DRC’s future: Youth must be engaged in non-violent movements
The risks of violent protests, and the emergence of a civil war, are imminent in the Democratic Republic of Congo (DRC) if President Kabila holds on to power beyond December 2017. Among many efforts to prevent further escalation of violence and deterioration of democracy, Catholic church leaders through CENCO, a network of Catholic bishops in Congo, have been instrumental in leading top-down efforts aimed at diffusing tensions among parties supporting president Kabila, opposition parties, and social movements ready for a political change. However, in order to be more effective, Catholic Church leaders’ advocacy efforts for peace needs to be supplemented by a bottom-up youth-led movement against violence.

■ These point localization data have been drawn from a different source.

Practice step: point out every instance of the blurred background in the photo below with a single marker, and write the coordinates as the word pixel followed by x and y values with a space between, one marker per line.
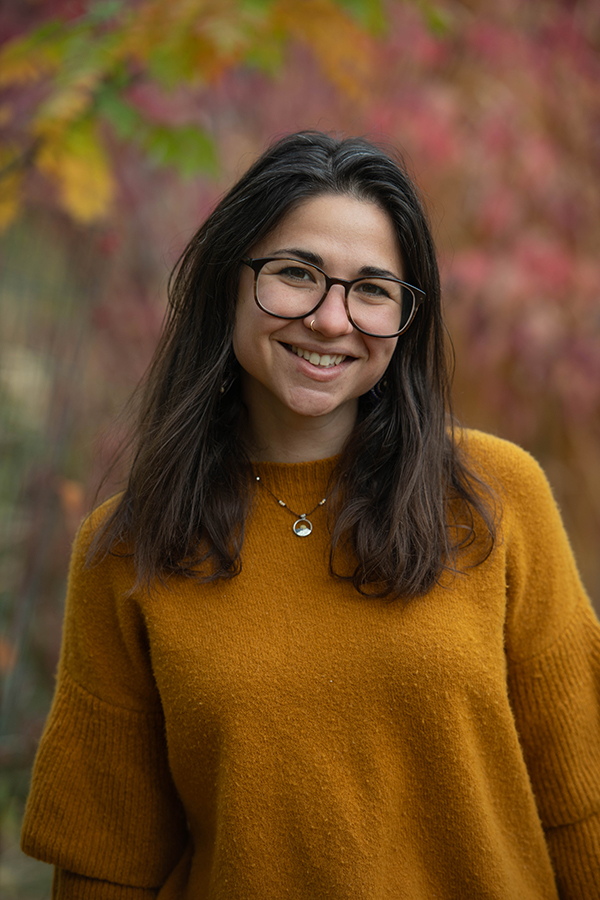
pixel 121 124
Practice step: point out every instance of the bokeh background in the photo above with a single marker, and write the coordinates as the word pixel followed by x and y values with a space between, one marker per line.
pixel 121 124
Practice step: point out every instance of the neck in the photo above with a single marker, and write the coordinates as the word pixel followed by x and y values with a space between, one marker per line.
pixel 284 436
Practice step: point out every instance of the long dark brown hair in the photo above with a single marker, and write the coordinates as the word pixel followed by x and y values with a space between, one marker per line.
pixel 405 500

A non-violent youth movement would act as a mechanism to credibly channel frustrations against the government. While protesting is a useful tool to manifest anger, youth run the risk of being killed - government forces have violently repressed all forms of civil disobedience. Supporting an ecumenical non-violent youth movement, the Catholic Church would expand its base to include half of the Congolese population, which belongs to other faith traditions. Together, the church would be able to foster non-violent spaces where young people from all faith backgrounds critically explore alternatives to pressure the current regime, from a united front. Such work would require that religious leaders put aside their differences in order to intensify an inter-faith dialogue aimed at defining common advocacy approaches for a swift and peaceful democratic transition in Congo.
As a united inter-religious front, a youth movement would help revive Congo’s already weakened civil resistance by forging national cohesion for the immediate organizing of elections, in the short term, to the strengthening of democratic institutions, in the long term. According to one study between 1900 and 2006, campaigns of non-violent resistance were more than twice as effective as their violent counterparts (Maria Stephan & Erica Chenoweth, 2012). These movements have resulted in successful transitions of power despite complex political situations such as in Iran, the Palestinian territories, the Philippines, and Burma. Similarly, a youth movement would result in strategic organizing and training of youth in civic education in order to better articulate its agenda for a peaceful and democratic transition, within legal boundaries.
In August 2017, young faith leaders from various religious backgrounds launched Jeunes Croyants Congolais en Action (JCCA), a non-violent and apolitical movement of young faith leaders who meet once a month to pray together, critically examine their roles in promoting peace, democracy, and sustainable development, in their communities. JCCA is active in Kinshasa, Kasai Oriental, Haut Kasai, and Goma, and continues to spread to other provinces. The motto of the movement is “Together let's pray for Congo. Together let's non-violently act for Congo’s peace and stability. Together, let´s save our future". With more than 400 members from diverse faith backgrounds holding monthly prayers and vigils for the DRC, JCCA is one existing group that - if scaled up into a larger ecumenical youth movement and supported by inter-religious leaders - could shape the church´s political leadership. Young faith leaders face many risks in their non-violent resistance but are a burgeoning hope of positive inter-religious opposition to the current political impasse. Among other parallel efforts, Catholic Church leaders through CENCO can stimulate growth of such grassroots movements as part of their current contributions for a positive democratic transition in the DRC.